London mayor asks for new EU ties model, referendum

LONDON - Reuters
London mayor asks for new EU ties model, referendum

London Mayor Boris Johnson poses with a bronze statue of a bull.

London Mayor Boris Johnson said yesterday the British people should be given a referendum on whether to stay in a European Union pared back to the single market only.

Speaking at a Thomson Reuters Newsmaker event in London, Johnson said Britain’s relationship with the EU should be renegotiated around a model based on free trade and fewer barriers to business.
If achieved, he said, that would allow London to flourish further as a financial center.

“The euro is a calamitous project,” he said in a speech. “We should use the opportunity of the Treaty changes - perhaps over the banking union - to convene an intergovernmental conference in which we bring Britain’s membership in line with what people want.

“Boil it down to the single market.
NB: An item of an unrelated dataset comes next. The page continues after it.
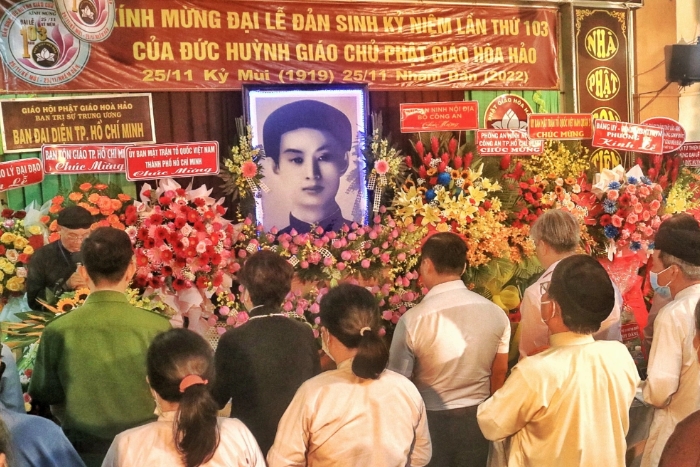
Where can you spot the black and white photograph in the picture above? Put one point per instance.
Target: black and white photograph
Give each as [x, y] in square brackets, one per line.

That is a renegotiated Treaty we could and should put to the vote of the British people,” he said. “It is high time that we had a referendum, and it would be a very simple question. Do you want to stay in the EU single market - yes or no?”

Eurozone member states aim to put the European Central Bank in charge of supervising some or all eurozone banks as step one towards a banking union but Britain wants the ECB’s influence curbed so that it does not restrict London’s pre-eminence as a financial center.
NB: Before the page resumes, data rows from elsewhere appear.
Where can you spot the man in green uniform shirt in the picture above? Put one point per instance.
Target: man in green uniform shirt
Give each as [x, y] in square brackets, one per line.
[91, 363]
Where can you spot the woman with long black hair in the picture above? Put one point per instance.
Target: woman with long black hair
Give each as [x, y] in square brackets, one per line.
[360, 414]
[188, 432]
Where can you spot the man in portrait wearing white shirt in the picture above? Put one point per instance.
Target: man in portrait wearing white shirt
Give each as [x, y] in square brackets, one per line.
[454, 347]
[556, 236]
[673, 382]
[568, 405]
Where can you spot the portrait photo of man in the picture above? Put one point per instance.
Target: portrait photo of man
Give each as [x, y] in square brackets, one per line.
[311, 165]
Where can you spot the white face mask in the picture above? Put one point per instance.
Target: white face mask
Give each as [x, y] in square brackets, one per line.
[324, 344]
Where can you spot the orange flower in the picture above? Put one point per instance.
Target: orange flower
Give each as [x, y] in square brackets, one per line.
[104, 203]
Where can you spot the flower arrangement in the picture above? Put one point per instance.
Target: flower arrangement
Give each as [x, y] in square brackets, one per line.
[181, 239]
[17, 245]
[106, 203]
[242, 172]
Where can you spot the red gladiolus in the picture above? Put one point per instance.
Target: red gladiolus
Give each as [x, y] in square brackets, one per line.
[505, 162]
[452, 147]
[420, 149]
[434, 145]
Johnson, who made his reputation as a correspondent for the right-leaning Daily Telegraph in Brussels, said Britain should look to have a similar relationship with the EU as those enjoyed by Norway and Switzerland.

Like Switzerland

“Indeed, if that were the relationship then there is every chance that we would be joined in that outer tier by Norway and Switzerland, since both those countries are feeling increasingly frustrated by their lack of influence.”
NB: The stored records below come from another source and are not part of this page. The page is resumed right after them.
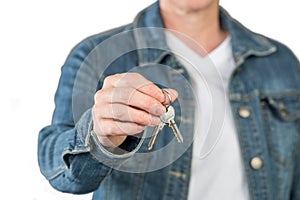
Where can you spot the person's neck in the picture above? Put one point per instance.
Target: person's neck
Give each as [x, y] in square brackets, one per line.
[202, 26]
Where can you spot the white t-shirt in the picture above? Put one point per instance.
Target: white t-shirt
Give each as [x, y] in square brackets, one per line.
[217, 169]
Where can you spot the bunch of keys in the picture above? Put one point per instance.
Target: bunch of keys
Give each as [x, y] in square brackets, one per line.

Britain’s relations with Europe have shot to the top of the political agenda with rebellious anti-EU members of Prime Minister David Cameron’s ruling Conservatives pushing for a new role inside the 27-nation bloc - or even leaving altogether.

Johnson, a Conservative party member seen as a potential rival to Cameron, predicted the euro area would limp on with sclerotic growth rates before possibly blowing up.

Asked if he would campaign to keep Britain within the European Union if it renegotiated its treaty to be based around the single market, the mayor said he would.

 “The choice is going to be staying in on our terms, or getting out,” he said, when asked about the fact that other European countries are unwilling to renegotiate a special relationship for Britain.